É possível condenar o governo de Israel por crimes de guerra em Gaza sem enveredar pela infâmia do antissemitismo

Washington Rocha


No primeiro século da Era Cristã, após a guerra promovida pelo Império Romano – imperadores Vespasiano e seu filho e sucessor Tito – contra a província da Judéia – a capital Jerusalém arrasada, o Templo de Salomão destruído –, houve a grande diáspora. Os judeus sobreviventes, espalhados pelo mundo, passaram a ser perseguidos, com maior ou menor crueldade, em um ou outro tempo e lugar; havendo, porém, lugares e momentos de bom acolhimento. Como todos sabem, o preconceito e ódio antissemita culminou com o chamado holocausto, quando a Alemanha nazista promoveu o extermínio de cerca de seis milhões de judeus. Tivessem os judeus uma Pátria, teriam tido a possibilidade de ter, pelo menos resistido; talvez evitado não só o holocausto, mas também outras perseguições milenares.
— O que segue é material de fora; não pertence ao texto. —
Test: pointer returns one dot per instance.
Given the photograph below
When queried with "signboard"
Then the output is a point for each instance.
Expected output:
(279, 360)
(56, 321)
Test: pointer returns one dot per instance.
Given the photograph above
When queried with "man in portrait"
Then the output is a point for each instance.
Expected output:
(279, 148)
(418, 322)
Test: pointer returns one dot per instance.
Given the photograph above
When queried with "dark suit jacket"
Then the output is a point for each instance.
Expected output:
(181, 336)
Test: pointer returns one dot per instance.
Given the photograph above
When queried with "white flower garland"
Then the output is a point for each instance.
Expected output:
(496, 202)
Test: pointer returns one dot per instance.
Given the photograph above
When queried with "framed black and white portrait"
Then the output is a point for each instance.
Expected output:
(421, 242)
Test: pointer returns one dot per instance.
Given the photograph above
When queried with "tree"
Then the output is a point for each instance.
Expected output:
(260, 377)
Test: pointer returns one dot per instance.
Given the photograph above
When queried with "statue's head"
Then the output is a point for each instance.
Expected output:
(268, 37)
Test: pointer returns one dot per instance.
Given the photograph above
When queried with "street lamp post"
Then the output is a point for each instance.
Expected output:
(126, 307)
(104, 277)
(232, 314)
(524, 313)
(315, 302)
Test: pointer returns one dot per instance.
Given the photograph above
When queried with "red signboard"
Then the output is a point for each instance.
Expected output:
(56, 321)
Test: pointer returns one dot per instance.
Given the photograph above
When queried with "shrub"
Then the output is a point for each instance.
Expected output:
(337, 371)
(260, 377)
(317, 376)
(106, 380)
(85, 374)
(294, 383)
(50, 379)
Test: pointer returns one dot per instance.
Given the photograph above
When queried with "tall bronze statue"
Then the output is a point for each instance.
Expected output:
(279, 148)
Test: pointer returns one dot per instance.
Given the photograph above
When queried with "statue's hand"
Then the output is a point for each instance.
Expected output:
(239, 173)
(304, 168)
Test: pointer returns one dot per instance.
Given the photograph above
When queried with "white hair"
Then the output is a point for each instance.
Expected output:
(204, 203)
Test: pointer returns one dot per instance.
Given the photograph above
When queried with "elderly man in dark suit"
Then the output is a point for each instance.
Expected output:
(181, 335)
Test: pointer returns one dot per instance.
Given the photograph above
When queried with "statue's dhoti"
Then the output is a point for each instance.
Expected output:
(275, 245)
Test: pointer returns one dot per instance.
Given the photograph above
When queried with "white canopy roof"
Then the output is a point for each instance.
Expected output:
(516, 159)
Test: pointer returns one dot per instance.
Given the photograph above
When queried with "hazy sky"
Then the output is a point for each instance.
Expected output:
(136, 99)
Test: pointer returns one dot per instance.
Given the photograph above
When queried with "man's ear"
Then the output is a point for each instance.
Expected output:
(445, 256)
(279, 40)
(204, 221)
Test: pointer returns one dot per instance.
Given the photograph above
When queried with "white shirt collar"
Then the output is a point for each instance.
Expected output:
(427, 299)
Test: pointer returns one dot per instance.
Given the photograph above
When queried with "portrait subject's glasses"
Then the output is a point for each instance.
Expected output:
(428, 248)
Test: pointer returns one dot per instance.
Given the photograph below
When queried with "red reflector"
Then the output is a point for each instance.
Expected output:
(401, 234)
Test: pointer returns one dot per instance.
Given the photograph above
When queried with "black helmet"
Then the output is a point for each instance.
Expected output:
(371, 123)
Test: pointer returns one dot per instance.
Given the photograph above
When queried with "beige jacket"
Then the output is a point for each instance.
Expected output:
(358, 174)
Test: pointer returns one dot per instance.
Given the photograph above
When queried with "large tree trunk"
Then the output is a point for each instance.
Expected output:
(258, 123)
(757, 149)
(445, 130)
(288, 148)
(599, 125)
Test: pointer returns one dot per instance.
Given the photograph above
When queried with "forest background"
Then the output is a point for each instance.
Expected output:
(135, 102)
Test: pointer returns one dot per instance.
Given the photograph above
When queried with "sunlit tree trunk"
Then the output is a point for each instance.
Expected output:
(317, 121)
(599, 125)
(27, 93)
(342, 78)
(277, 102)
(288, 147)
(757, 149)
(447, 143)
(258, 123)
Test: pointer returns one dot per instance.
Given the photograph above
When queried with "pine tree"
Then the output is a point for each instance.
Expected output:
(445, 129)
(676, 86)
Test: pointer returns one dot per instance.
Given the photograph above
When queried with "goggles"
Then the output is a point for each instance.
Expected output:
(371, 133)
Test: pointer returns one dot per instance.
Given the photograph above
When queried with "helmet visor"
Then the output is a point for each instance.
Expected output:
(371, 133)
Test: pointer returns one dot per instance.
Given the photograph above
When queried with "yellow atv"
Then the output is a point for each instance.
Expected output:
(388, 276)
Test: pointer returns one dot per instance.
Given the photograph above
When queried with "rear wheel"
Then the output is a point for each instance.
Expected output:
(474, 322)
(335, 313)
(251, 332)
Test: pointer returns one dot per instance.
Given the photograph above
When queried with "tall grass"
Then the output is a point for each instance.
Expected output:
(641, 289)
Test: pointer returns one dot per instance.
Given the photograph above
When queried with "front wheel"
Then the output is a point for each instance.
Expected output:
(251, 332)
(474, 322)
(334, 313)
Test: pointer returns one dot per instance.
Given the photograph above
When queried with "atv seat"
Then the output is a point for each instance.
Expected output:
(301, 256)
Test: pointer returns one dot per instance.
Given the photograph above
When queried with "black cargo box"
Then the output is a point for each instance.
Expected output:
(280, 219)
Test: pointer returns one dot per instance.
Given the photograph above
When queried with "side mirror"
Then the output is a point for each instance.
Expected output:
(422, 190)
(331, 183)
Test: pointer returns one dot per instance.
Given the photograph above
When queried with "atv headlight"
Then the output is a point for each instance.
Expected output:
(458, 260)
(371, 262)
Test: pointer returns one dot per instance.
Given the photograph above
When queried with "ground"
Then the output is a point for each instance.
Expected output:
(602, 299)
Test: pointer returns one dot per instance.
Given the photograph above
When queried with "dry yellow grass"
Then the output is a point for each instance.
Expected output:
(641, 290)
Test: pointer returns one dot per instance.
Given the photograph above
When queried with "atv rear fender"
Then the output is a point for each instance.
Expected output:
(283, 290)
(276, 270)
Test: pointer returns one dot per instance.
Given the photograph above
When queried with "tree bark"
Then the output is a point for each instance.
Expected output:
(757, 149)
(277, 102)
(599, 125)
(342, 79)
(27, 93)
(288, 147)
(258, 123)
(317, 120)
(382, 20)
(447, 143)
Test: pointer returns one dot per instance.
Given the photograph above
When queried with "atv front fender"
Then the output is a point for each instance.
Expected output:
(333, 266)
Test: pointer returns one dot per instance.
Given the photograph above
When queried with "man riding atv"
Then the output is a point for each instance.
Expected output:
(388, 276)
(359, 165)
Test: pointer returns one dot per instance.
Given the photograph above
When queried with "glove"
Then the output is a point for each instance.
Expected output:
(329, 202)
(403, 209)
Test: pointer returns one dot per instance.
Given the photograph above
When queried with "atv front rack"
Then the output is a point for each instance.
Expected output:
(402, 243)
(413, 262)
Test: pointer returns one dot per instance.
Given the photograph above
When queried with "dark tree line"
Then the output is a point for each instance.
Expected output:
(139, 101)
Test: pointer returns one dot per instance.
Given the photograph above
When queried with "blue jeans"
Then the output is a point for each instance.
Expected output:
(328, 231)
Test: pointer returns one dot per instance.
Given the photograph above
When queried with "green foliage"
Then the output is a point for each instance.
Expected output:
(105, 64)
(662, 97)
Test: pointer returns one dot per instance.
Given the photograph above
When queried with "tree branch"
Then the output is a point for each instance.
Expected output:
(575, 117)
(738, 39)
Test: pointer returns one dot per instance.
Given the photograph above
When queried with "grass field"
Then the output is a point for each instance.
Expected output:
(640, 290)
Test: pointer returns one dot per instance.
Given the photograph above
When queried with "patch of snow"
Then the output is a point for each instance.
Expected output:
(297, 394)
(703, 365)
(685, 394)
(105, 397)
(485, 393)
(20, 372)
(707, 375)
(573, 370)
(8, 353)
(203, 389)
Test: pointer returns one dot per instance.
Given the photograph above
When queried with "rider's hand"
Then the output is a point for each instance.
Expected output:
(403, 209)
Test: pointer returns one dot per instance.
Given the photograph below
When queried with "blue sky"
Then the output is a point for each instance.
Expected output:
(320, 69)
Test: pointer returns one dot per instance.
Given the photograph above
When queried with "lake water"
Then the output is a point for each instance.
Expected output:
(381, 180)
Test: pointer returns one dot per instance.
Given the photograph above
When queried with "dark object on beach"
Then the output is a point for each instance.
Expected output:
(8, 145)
O movimento sionista, iniciado no fim do século XIX, teve como programa, justamente, a reconstrução dessa Pátria pelo retorno ao lar de origem: a Terra de Sião/Israel. Tal desiderato foi realizado após a derrota do nazismo na Segunda Grande Guerra e sob o impacto do desvelamento dos horrores do holocausto. Nesse erguimento de um lar para os judeus, o Brasil teve papel da maior importância, especialmente através da ação do nosso extraordinário diplomata Oswaldo Aranha.

Tudo isso é história sabida e repetida, a que se tem de voltar mais uma vez porque no rastro da polêmica do conflito de Israel com os palestinos e guerra contra o Hamas vem sendo reabilitada, agora no âmbito da esquerda, a infâmia do discurso antissemita.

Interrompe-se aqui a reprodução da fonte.